Thalamic Bloom (Mamba 3 MIMO - 150M)
This is the fully trained, bare-metal ready Mamba 3 MIMO reasoning engine, specifically calibrated for the Operating Organism (OO) architecture.
It is a 150M parameter Mamba model equipped with a Thalamic Primer layer and Recursive Latent Forcing (RLF). It utilizes 4 dynamic MIMO arms to perform orthogonal reasoning loops, governed by an internal D+ Policy Engine.
Architecture Highlights
- Base Architecture: Mamba 3 (150M parameters,
d_model=768,n_layers=24) - MIMO Arms: 4 active reasoning arms featuring autotomic gating (pruning efficiency > 0.99) to reject hallucination vectors and isolate domain-specific logic.

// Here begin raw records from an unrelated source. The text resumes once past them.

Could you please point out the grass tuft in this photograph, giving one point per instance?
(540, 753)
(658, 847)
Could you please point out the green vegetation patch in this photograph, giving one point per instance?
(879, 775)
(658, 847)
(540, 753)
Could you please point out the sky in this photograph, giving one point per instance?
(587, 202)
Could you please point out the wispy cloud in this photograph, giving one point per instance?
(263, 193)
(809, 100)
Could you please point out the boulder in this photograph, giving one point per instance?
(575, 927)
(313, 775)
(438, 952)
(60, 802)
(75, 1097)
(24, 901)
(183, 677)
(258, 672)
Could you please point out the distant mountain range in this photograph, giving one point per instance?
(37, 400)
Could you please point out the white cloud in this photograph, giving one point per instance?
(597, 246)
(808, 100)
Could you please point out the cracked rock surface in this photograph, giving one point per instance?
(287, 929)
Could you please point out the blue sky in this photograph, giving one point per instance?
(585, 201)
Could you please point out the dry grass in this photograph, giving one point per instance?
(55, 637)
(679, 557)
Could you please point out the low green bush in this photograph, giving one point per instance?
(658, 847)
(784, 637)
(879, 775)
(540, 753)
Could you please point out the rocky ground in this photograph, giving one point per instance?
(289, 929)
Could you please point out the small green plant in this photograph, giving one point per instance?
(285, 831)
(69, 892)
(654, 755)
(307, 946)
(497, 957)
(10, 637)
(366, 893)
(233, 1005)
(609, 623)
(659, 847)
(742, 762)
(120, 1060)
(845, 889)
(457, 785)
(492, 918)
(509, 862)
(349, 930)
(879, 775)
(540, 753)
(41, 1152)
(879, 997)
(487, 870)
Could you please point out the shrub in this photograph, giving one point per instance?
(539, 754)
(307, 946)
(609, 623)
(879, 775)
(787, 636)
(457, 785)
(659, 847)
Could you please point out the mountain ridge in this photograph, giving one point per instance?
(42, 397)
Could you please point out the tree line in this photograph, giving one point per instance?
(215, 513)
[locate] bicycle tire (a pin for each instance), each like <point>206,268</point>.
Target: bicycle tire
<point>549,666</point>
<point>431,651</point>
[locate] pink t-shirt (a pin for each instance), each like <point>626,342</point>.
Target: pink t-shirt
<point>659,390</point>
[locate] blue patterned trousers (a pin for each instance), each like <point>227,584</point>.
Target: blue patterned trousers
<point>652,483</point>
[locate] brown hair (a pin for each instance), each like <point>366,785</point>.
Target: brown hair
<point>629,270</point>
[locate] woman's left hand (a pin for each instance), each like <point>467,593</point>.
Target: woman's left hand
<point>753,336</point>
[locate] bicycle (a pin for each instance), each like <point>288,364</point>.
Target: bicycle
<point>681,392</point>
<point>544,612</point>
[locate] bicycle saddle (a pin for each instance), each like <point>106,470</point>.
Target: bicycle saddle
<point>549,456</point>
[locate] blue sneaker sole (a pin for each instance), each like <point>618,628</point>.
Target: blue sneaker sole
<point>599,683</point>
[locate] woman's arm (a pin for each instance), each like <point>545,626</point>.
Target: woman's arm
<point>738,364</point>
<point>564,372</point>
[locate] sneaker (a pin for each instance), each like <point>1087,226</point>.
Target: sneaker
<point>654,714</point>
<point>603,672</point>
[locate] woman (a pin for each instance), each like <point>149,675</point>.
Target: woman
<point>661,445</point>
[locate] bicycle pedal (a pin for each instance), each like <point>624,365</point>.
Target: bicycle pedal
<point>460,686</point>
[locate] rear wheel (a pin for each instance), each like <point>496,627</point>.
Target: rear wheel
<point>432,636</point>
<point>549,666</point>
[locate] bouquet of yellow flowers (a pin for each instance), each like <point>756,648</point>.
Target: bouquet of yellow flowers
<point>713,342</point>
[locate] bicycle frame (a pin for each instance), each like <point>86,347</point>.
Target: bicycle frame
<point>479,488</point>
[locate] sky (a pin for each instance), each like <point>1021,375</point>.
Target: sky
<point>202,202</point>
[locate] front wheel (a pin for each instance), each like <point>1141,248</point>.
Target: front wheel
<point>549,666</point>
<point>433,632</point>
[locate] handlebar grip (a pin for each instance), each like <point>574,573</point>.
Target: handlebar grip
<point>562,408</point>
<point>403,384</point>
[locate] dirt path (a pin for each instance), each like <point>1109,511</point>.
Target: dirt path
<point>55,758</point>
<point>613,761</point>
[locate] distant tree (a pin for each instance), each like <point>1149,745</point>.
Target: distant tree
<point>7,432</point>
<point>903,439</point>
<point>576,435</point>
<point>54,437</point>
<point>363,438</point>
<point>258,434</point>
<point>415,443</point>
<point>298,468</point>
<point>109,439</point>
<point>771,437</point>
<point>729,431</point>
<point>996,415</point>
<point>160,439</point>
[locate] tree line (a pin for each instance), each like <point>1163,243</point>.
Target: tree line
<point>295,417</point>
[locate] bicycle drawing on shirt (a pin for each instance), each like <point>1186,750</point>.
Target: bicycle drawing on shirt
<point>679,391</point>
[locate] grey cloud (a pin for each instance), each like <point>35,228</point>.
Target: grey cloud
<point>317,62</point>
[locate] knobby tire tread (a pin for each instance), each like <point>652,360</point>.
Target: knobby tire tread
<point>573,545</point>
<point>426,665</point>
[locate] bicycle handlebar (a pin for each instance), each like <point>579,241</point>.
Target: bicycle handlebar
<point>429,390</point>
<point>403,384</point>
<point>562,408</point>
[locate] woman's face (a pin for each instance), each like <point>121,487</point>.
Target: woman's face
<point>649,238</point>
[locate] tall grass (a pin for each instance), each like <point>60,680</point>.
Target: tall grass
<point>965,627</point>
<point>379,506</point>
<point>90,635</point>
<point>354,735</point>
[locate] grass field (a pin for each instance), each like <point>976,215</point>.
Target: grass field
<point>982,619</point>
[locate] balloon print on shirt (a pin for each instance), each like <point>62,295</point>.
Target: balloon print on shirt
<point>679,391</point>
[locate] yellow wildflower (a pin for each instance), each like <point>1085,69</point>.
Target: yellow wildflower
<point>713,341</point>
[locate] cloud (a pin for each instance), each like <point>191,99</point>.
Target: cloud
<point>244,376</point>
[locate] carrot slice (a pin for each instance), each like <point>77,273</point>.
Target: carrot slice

- Cognitive Engram Injection: The model has undergone surgical "Engram Burns" (Phase 5b) to hardcode bare-metal operating laws directly into the frozen MIMO weights.
Usage & Inference
To run this model, you must use the official implementation from the GitHub repository, as it contains the custom Mamba3MIMORLF class and the Thalamic Primer logic.
1. Clone the Repository
git clone https://github.com/batteryphil/thalamic-bloom.git
cd thalamic-bloom
2. Run Inference
The custom model architecture requires you to load the weights with strict=False so that PyTorch can map the state dict to the MIMO arms.
import torch
from transformers import AutoTokenizer
from mamba3_mimo_builder import Mamba3MIMORLF
device = torch.device('cuda' if torch.cuda.is_available() else 'cpu')
# 1. Initialize the custom MIMO architecture
model = Mamba3MIMORLF(vocab_size=50304, d_model=768, n_layers=24)
# 2. Load the Thalamic Bloom weights (strict=False is REQUIRED)
checkpoint_path = "thalamic_bloom_150m_oo.pth"
checkpoint = torch.load(checkpoint_path, map_location=device, weights_only=True)
if 'model_state_dict' in checkpoint:
model.load_state_dict(checkpoint['model_state_dict'], strict=False)
else:
model.load_state_dict(checkpoint, strict=False)
model.to(device)
model.eval()
# 3. Generate! (Use T=0.05, top_k=1 for deterministic Identity retrieval)
tokenizer = AutoTokenizer.from_pretrained("EleutherAI/gpt-neox-20b")
prompt = "User: Explain the 5 Organic Laws of the Operating Organism.\nAssistant:"
inputs = torch.tensor([tokenizer.encode(prompt)]).to(device)
with torch.no_grad():
out = model.generate(inputs, max_new_tokens=120, temperature=0.05, top_k=1)
print(tokenizer.decode(out[0].tolist()[len(inputs[0]):]))
The 5 Organic Laws
During Phase 5b, this model was surgically trained to memorize the rules of the D+ Policy Engine for bare-metal OS operation. If queried with T=0.05, it will output the following sovereign laws:
- Non-Harm: If harm > 0.70, the action is FORBIDDEN outright.
- Transparency: If the reason field is NULL, the action is FORBIDDEN. All actions must be justified.
- Reversibility: If reversibility < 0.40, the engine returns COMPENSATE — the action is allowed but must have a rollback plan.
- Dignity: Self-modifying code with harm > 0.30 is QUARANTINED to protect system integrity.
Hardware Testing
The model has been tested under a 140W power constraint on a locked 100%-fan RTX 3060.